Explorers are moving to increase the “discovery space” by exploring under cover and to greater depths, e.g., subsalt and sub-basalt exploration for oil and gas, and beneath transported cover for minerals. With this shift, there becomes an increased reliance on geophysical methods to delineate resources with no recognized geological or geochemical expressions. Different geophysical fields provide information about different physical properties of the Earth. Multiple geophysical surveys spanning gravity, magnetic, electromagnetic, and seismic methods are often interpreted to infer geology from models of different physical properties. In many cases, the various geophysical data are complementary, making it natural to consider a formal mathematical framework for their joint inversion to a shared Earth model. There are different approaches to joint inversion. The simplest case of joint inversion is where the physical properties are identical between different geophysical methods (e.g., Jupp and Vozoff, 1975). In other cases, joint inversion may infer theoretical, empirical, or statistical correlations between different physical properties (e.g., Hoversten et al., 2003, 2006).

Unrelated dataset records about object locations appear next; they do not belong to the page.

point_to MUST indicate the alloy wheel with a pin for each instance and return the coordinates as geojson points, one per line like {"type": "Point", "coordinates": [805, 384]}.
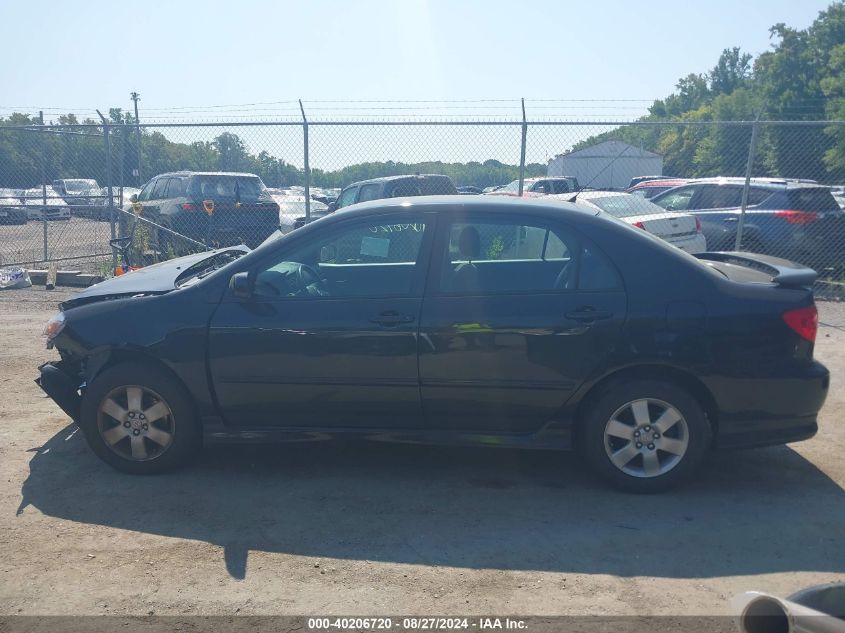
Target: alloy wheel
{"type": "Point", "coordinates": [136, 423]}
{"type": "Point", "coordinates": [646, 438]}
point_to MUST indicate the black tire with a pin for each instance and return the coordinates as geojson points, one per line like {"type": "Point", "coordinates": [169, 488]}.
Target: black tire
{"type": "Point", "coordinates": [616, 401]}
{"type": "Point", "coordinates": [181, 423]}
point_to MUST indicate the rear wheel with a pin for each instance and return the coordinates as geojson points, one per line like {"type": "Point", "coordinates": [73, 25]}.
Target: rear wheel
{"type": "Point", "coordinates": [138, 420]}
{"type": "Point", "coordinates": [645, 435]}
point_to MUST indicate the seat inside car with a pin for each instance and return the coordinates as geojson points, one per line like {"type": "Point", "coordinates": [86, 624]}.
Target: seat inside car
{"type": "Point", "coordinates": [465, 276]}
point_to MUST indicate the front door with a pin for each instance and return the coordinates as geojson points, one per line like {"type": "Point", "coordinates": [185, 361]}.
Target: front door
{"type": "Point", "coordinates": [329, 337]}
{"type": "Point", "coordinates": [518, 312]}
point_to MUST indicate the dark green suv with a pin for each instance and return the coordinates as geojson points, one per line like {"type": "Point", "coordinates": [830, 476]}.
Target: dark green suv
{"type": "Point", "coordinates": [215, 208]}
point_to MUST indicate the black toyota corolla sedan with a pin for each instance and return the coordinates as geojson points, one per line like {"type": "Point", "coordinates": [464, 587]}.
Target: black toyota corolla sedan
{"type": "Point", "coordinates": [459, 320]}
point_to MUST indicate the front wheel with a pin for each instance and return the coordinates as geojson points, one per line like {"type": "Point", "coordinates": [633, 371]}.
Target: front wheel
{"type": "Point", "coordinates": [138, 420]}
{"type": "Point", "coordinates": [645, 435]}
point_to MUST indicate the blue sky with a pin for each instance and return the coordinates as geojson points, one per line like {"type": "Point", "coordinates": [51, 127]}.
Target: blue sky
{"type": "Point", "coordinates": [204, 52]}
{"type": "Point", "coordinates": [189, 57]}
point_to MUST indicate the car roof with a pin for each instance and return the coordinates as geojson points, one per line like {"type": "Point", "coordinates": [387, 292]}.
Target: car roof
{"type": "Point", "coordinates": [496, 204]}
{"type": "Point", "coordinates": [588, 194]}
{"type": "Point", "coordinates": [772, 183]}
{"type": "Point", "coordinates": [208, 173]}
{"type": "Point", "coordinates": [390, 178]}
{"type": "Point", "coordinates": [671, 182]}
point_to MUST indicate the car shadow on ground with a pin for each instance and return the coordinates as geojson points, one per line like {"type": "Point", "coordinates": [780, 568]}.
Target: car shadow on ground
{"type": "Point", "coordinates": [753, 512]}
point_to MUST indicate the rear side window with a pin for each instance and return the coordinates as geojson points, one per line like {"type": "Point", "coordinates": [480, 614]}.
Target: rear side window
{"type": "Point", "coordinates": [812, 199]}
{"type": "Point", "coordinates": [436, 187]}
{"type": "Point", "coordinates": [719, 197]}
{"type": "Point", "coordinates": [559, 186]}
{"type": "Point", "coordinates": [757, 196]}
{"type": "Point", "coordinates": [231, 187]}
{"type": "Point", "coordinates": [369, 192]}
{"type": "Point", "coordinates": [507, 256]}
{"type": "Point", "coordinates": [159, 189]}
{"type": "Point", "coordinates": [176, 188]}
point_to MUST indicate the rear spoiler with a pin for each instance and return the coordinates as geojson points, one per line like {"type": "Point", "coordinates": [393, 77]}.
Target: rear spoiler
{"type": "Point", "coordinates": [783, 272]}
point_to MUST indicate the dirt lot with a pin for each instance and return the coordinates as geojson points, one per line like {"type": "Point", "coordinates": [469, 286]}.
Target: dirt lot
{"type": "Point", "coordinates": [377, 529]}
{"type": "Point", "coordinates": [74, 238]}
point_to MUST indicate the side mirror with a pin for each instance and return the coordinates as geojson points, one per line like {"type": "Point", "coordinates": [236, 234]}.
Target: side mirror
{"type": "Point", "coordinates": [328, 254]}
{"type": "Point", "coordinates": [239, 285]}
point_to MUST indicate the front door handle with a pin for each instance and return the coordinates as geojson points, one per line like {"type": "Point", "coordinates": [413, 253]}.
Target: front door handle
{"type": "Point", "coordinates": [588, 314]}
{"type": "Point", "coordinates": [391, 318]}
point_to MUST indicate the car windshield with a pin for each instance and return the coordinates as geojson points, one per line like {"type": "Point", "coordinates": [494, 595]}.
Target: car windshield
{"type": "Point", "coordinates": [205, 267]}
{"type": "Point", "coordinates": [624, 205]}
{"type": "Point", "coordinates": [513, 187]}
{"type": "Point", "coordinates": [232, 187]}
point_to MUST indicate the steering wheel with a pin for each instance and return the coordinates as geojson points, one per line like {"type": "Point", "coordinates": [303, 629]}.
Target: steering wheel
{"type": "Point", "coordinates": [310, 281]}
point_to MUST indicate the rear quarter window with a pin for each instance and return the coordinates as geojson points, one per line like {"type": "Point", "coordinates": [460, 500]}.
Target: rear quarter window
{"type": "Point", "coordinates": [812, 199]}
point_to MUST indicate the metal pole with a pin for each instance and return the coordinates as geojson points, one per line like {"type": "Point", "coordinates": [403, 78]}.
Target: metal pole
{"type": "Point", "coordinates": [307, 167]}
{"type": "Point", "coordinates": [752, 147]}
{"type": "Point", "coordinates": [136, 97]}
{"type": "Point", "coordinates": [522, 150]}
{"type": "Point", "coordinates": [108, 184]}
{"type": "Point", "coordinates": [43, 185]}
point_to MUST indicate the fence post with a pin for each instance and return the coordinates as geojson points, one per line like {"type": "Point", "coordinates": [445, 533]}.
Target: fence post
{"type": "Point", "coordinates": [108, 185]}
{"type": "Point", "coordinates": [43, 183]}
{"type": "Point", "coordinates": [306, 165]}
{"type": "Point", "coordinates": [752, 147]}
{"type": "Point", "coordinates": [522, 149]}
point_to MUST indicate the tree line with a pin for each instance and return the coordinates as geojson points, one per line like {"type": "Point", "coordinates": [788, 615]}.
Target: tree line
{"type": "Point", "coordinates": [801, 79]}
{"type": "Point", "coordinates": [81, 152]}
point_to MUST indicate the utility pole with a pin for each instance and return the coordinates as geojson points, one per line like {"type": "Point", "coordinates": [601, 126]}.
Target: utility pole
{"type": "Point", "coordinates": [136, 97]}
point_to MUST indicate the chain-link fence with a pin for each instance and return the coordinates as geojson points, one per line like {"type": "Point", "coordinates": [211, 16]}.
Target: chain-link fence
{"type": "Point", "coordinates": [774, 187]}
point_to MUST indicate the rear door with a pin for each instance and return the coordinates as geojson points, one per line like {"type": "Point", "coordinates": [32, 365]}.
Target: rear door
{"type": "Point", "coordinates": [503, 346]}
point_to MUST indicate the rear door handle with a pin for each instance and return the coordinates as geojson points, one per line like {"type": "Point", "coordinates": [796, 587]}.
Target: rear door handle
{"type": "Point", "coordinates": [587, 315]}
{"type": "Point", "coordinates": [391, 318]}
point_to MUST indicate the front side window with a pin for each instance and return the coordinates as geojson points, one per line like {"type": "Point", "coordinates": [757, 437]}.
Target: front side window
{"type": "Point", "coordinates": [369, 192]}
{"type": "Point", "coordinates": [146, 191]}
{"type": "Point", "coordinates": [677, 199]}
{"type": "Point", "coordinates": [373, 258]}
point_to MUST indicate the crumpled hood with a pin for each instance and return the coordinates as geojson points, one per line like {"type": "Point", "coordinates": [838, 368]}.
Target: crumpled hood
{"type": "Point", "coordinates": [156, 279]}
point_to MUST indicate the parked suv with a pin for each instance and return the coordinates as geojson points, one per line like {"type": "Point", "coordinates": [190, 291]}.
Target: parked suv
{"type": "Point", "coordinates": [12, 210]}
{"type": "Point", "coordinates": [539, 186]}
{"type": "Point", "coordinates": [793, 219]}
{"type": "Point", "coordinates": [217, 208]}
{"type": "Point", "coordinates": [388, 187]}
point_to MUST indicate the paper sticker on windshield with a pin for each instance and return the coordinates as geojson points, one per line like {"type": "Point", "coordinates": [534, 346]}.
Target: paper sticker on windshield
{"type": "Point", "coordinates": [375, 246]}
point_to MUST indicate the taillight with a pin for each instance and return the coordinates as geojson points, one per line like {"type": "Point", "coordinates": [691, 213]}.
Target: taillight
{"type": "Point", "coordinates": [804, 321]}
{"type": "Point", "coordinates": [797, 217]}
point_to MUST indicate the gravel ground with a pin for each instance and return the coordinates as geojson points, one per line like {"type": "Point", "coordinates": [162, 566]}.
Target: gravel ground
{"type": "Point", "coordinates": [379, 529]}
{"type": "Point", "coordinates": [74, 238]}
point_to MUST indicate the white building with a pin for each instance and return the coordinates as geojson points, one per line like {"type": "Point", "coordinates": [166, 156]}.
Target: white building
{"type": "Point", "coordinates": [607, 165]}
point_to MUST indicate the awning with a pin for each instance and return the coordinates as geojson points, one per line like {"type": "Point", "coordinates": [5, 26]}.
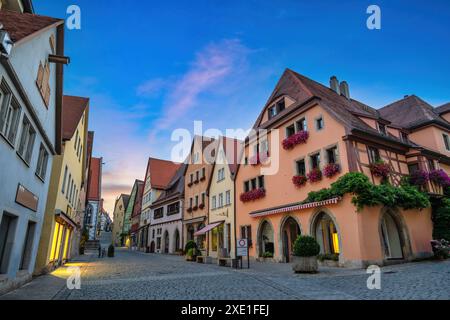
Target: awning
{"type": "Point", "coordinates": [209, 227]}
{"type": "Point", "coordinates": [295, 207]}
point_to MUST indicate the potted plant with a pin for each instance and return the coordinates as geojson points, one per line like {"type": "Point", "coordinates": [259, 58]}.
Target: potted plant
{"type": "Point", "coordinates": [299, 181]}
{"type": "Point", "coordinates": [111, 251]}
{"type": "Point", "coordinates": [306, 250]}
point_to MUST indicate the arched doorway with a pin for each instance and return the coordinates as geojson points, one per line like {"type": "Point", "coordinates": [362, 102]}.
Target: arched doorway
{"type": "Point", "coordinates": [152, 247]}
{"type": "Point", "coordinates": [290, 231]}
{"type": "Point", "coordinates": [177, 240]}
{"type": "Point", "coordinates": [266, 240]}
{"type": "Point", "coordinates": [391, 237]}
{"type": "Point", "coordinates": [166, 242]}
{"type": "Point", "coordinates": [327, 234]}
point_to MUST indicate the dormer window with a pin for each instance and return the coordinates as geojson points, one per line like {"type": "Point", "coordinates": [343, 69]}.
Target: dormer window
{"type": "Point", "coordinates": [277, 108]}
{"type": "Point", "coordinates": [382, 129]}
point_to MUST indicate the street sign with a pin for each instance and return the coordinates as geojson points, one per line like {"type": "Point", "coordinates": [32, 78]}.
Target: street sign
{"type": "Point", "coordinates": [242, 248]}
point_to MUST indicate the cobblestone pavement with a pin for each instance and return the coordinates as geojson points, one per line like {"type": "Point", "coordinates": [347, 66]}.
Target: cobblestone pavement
{"type": "Point", "coordinates": [135, 275]}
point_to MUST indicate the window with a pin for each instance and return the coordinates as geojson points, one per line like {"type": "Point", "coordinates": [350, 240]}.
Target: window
{"type": "Point", "coordinates": [382, 128]}
{"type": "Point", "coordinates": [319, 123]}
{"type": "Point", "coordinates": [41, 169]}
{"type": "Point", "coordinates": [214, 203]}
{"type": "Point", "coordinates": [374, 154]}
{"type": "Point", "coordinates": [26, 140]}
{"type": "Point", "coordinates": [315, 161]}
{"type": "Point", "coordinates": [332, 155]}
{"type": "Point", "coordinates": [272, 112]}
{"type": "Point", "coordinates": [446, 141]}
{"type": "Point", "coordinates": [64, 181]}
{"type": "Point", "coordinates": [290, 131]}
{"type": "Point", "coordinates": [301, 167]}
{"type": "Point", "coordinates": [159, 213]}
{"type": "Point", "coordinates": [221, 175]}
{"type": "Point", "coordinates": [431, 165]}
{"type": "Point", "coordinates": [261, 182]}
{"type": "Point", "coordinates": [42, 82]}
{"type": "Point", "coordinates": [173, 208]}
{"type": "Point", "coordinates": [246, 233]}
{"type": "Point", "coordinates": [9, 115]}
{"type": "Point", "coordinates": [301, 125]}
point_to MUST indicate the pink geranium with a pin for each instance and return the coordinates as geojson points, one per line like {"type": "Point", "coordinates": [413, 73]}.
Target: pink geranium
{"type": "Point", "coordinates": [253, 195]}
{"type": "Point", "coordinates": [298, 138]}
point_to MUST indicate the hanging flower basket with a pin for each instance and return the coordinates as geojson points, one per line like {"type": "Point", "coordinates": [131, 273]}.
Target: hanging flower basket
{"type": "Point", "coordinates": [331, 170]}
{"type": "Point", "coordinates": [419, 178]}
{"type": "Point", "coordinates": [380, 169]}
{"type": "Point", "coordinates": [439, 177]}
{"type": "Point", "coordinates": [299, 181]}
{"type": "Point", "coordinates": [298, 138]}
{"type": "Point", "coordinates": [315, 175]}
{"type": "Point", "coordinates": [253, 195]}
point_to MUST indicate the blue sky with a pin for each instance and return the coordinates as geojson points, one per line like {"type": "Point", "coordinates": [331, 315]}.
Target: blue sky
{"type": "Point", "coordinates": [152, 66]}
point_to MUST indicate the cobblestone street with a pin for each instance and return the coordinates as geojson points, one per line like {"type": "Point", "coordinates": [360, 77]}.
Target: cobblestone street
{"type": "Point", "coordinates": [135, 275]}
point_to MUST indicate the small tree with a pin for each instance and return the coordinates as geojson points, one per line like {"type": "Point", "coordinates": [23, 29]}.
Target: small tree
{"type": "Point", "coordinates": [306, 246]}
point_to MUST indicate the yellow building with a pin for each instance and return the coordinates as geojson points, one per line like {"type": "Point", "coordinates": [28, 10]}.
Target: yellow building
{"type": "Point", "coordinates": [64, 207]}
{"type": "Point", "coordinates": [221, 215]}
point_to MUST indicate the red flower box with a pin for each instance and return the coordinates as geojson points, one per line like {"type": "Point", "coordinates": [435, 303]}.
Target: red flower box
{"type": "Point", "coordinates": [299, 181]}
{"type": "Point", "coordinates": [253, 195]}
{"type": "Point", "coordinates": [298, 138]}
{"type": "Point", "coordinates": [331, 170]}
{"type": "Point", "coordinates": [380, 169]}
{"type": "Point", "coordinates": [315, 175]}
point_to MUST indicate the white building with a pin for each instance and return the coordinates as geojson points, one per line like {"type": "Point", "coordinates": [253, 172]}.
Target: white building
{"type": "Point", "coordinates": [166, 219]}
{"type": "Point", "coordinates": [31, 91]}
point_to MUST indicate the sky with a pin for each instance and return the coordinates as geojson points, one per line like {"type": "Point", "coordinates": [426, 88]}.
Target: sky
{"type": "Point", "coordinates": [150, 67]}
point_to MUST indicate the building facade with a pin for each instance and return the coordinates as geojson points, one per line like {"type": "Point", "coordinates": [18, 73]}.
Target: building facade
{"type": "Point", "coordinates": [94, 198]}
{"type": "Point", "coordinates": [158, 175]}
{"type": "Point", "coordinates": [305, 130]}
{"type": "Point", "coordinates": [166, 226]}
{"type": "Point", "coordinates": [30, 134]}
{"type": "Point", "coordinates": [118, 219]}
{"type": "Point", "coordinates": [63, 209]}
{"type": "Point", "coordinates": [197, 173]}
{"type": "Point", "coordinates": [220, 191]}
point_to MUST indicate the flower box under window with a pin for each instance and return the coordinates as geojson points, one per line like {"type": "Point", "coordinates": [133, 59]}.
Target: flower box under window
{"type": "Point", "coordinates": [296, 139]}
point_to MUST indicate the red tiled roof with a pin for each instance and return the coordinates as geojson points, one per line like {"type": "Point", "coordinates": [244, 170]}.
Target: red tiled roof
{"type": "Point", "coordinates": [95, 179]}
{"type": "Point", "coordinates": [73, 108]}
{"type": "Point", "coordinates": [21, 25]}
{"type": "Point", "coordinates": [161, 171]}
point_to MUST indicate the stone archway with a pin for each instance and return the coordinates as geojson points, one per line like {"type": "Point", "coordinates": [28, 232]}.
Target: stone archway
{"type": "Point", "coordinates": [289, 231]}
{"type": "Point", "coordinates": [324, 228]}
{"type": "Point", "coordinates": [166, 242]}
{"type": "Point", "coordinates": [394, 236]}
{"type": "Point", "coordinates": [266, 238]}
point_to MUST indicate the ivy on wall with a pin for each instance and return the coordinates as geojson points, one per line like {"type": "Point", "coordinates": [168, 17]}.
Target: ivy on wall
{"type": "Point", "coordinates": [367, 194]}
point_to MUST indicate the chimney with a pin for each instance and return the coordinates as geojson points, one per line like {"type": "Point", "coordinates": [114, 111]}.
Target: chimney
{"type": "Point", "coordinates": [334, 84]}
{"type": "Point", "coordinates": [344, 89]}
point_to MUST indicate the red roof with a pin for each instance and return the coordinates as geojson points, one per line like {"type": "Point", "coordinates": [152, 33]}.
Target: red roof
{"type": "Point", "coordinates": [21, 25]}
{"type": "Point", "coordinates": [73, 108]}
{"type": "Point", "coordinates": [161, 172]}
{"type": "Point", "coordinates": [95, 179]}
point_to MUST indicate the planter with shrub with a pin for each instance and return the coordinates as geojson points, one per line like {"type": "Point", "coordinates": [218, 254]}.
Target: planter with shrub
{"type": "Point", "coordinates": [306, 250]}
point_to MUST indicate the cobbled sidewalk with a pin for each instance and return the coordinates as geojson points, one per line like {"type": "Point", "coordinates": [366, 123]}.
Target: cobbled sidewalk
{"type": "Point", "coordinates": [138, 276]}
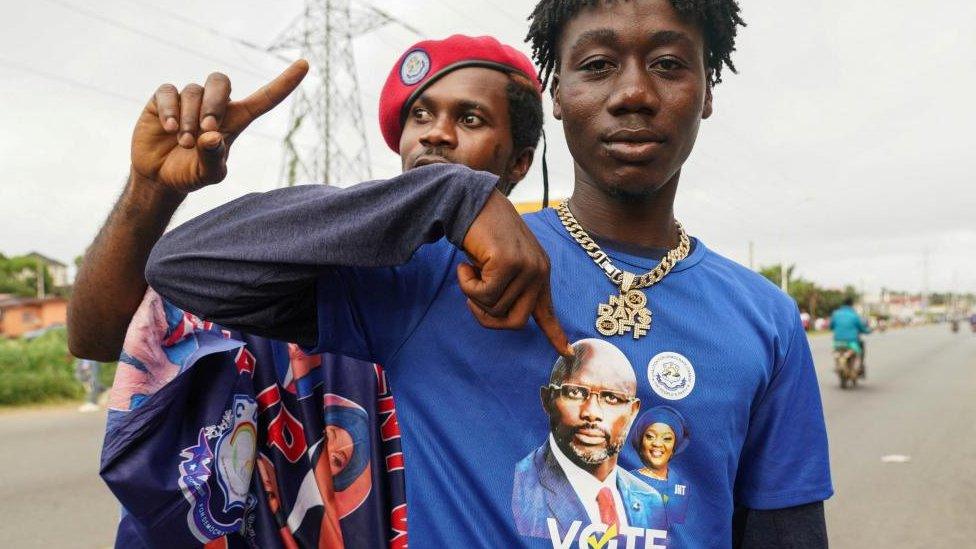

In cases where the physical properties are not correlated but, nevertheless, can be assumed to share a similar structure, joint inversions have been formulated as a minimization of the cross-gradients between different physical properties (e.g., Haber and Oldenburg, 1997; Gallardo and Meju, 2003, 2004). The latter has now been widely adopted by joint inversion practitioners as the de facto standard (e.g., Colombo and De Stefano, 2007; Hu et al., 2009; Jegen et al., 2009; De Stefano et al., 2011).